Jakarta –
Beberapa asosiasi nelayan menanggapi pernyataan kelompok nelayan yang menyebut sedang membangun pagar di perairan wilayah Tangerang. Sekelompok nelayan mengaku telah membangun pagar di Forum Masyarakat Bantura (JRP).
Asosiasi meragukan pagar sepanjang 30,16 kilometer itu dibangun JRP. Sebab, nelayan tidak bisa membatasi pergerakannya, termasuk menutup pantai dengan alasan apapun.
Hal itu disampaikan Sekretaris Jenderal Fisheries Justice Community Association (CIARA), Susan Herawati. Chiara bahkan mengira orang-orang ini mungkin bekerja atas nama kelompok nelayan.
“Bahkan bisa jadi yang mengatasnamakan para nelayan ini bukanlah nelayan sungguhan, melainkan perorangan. Karena pada umumnya jika berbicara tentang perkumpulan nelayan, para nelayan tidak pernah mau memagari laut dengan alasan apapun.” Susan kepada Detikum, Senin (13/1/2025).
Susan juga menekankan bahwa anggar pertama-tama harus didasarkan pada penelitian ilmiah. Selain itu, pemasangan pagar tersebut juga melibatkan tenaga ahli dari Dinas Perikanan dan Perikanan (DKP) setempat. Ia mengatakan, laut adalah milik masyarakat, bukan kelompok nelayan.
Ia juga memperkirakan, tidak mungkin sekelompok nelayan membangun pagar tersebut karena panjangnya 30,16 kilometer. Untuk itu, kata dia, diperlukan modal besar untuk membangun tanggul laut.

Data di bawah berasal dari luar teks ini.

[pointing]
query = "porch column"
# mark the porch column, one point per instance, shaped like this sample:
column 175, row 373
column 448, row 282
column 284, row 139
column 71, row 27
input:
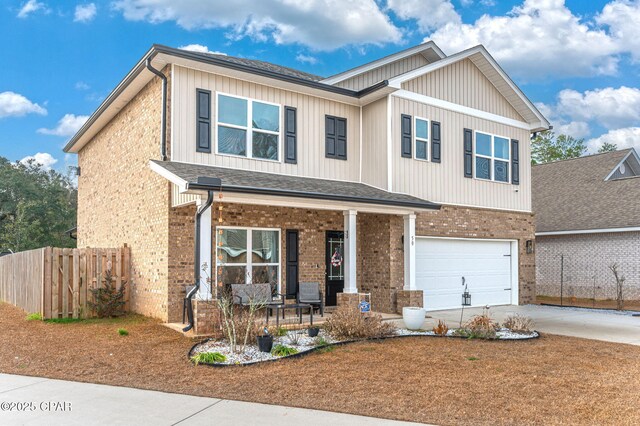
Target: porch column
column 350, row 252
column 410, row 252
column 205, row 251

Susan menambahkan: “Pagar tersebut tidak mungkin dilakukan oleh asosiasi nelayan. Panjangnya 30 kilometer, bukan dua meter. Jadi tentu saja ini bukan investasi kecil dan mungkin ada sesuatu yang bisa ditutupi.”
Senada, Ketua Umum Persatuan Nelayan Tradisional Indonesia (KNTI) Dani Setiawan mengatakan, tujuan pembangunan tanggul laut untuk mencegah kerusakan harus mempertimbangkan hal lain seperti penangkapan ikan.
“Pekerjaan lain yang baru-baru ini dikatakan menghambat masyarakat dapat didiskusikan. Jika pekerjaan ini dilaksanakan, mereka harus terus mempertimbangkan akses nelayan ke wilayah penangkapan ikan dan jalur penangkapan ikan. sudah ditutup,” katanya. Dan mengganggu aktivitas penangkapan ikan para nelayan.”
Ia menjelaskan, tindakan privatisasi laut dilarang oleh Konstitusi. Hal ini sesuai dengan putusan Mahkamah Konstitusi dalam Undang-Undang Nomor 27 Tahun 2007 tentang Pengelolaan Wilayah Pesisir dan Pulau-Pulau Kecil.
Menurut dia, praktik privatisasi laut tidak sejalan dengan UUD 1945 karena akan mendorong masyarakat untuk memanfaatkan sumber daya laut dan samudera hanya di tangan segelintir orang yang mempunyai uang dan tujuan UUD adalah untuk menjamin kesejahteraan masyarakat. penggunaan sumber daya alam sehingga pembangunan sosial lebih lanjut tidak tercapai.
Danny menjelaskan, meski dibangun oleh masyarakat, pemasangan tembok laut tersebut harus diteliti terlebih dahulu. Selain itu, Anda perlu mendapatkan izin dari Kementerian Sumber Daya Air dan Perikanan (KKP).
Danny menambahkan: “Dan untuk proyek sebesar ini, pasti membutuhkan banyak sumber daya, baik material maupun tenaga kerja. Sepertinya (ada pemerannya).”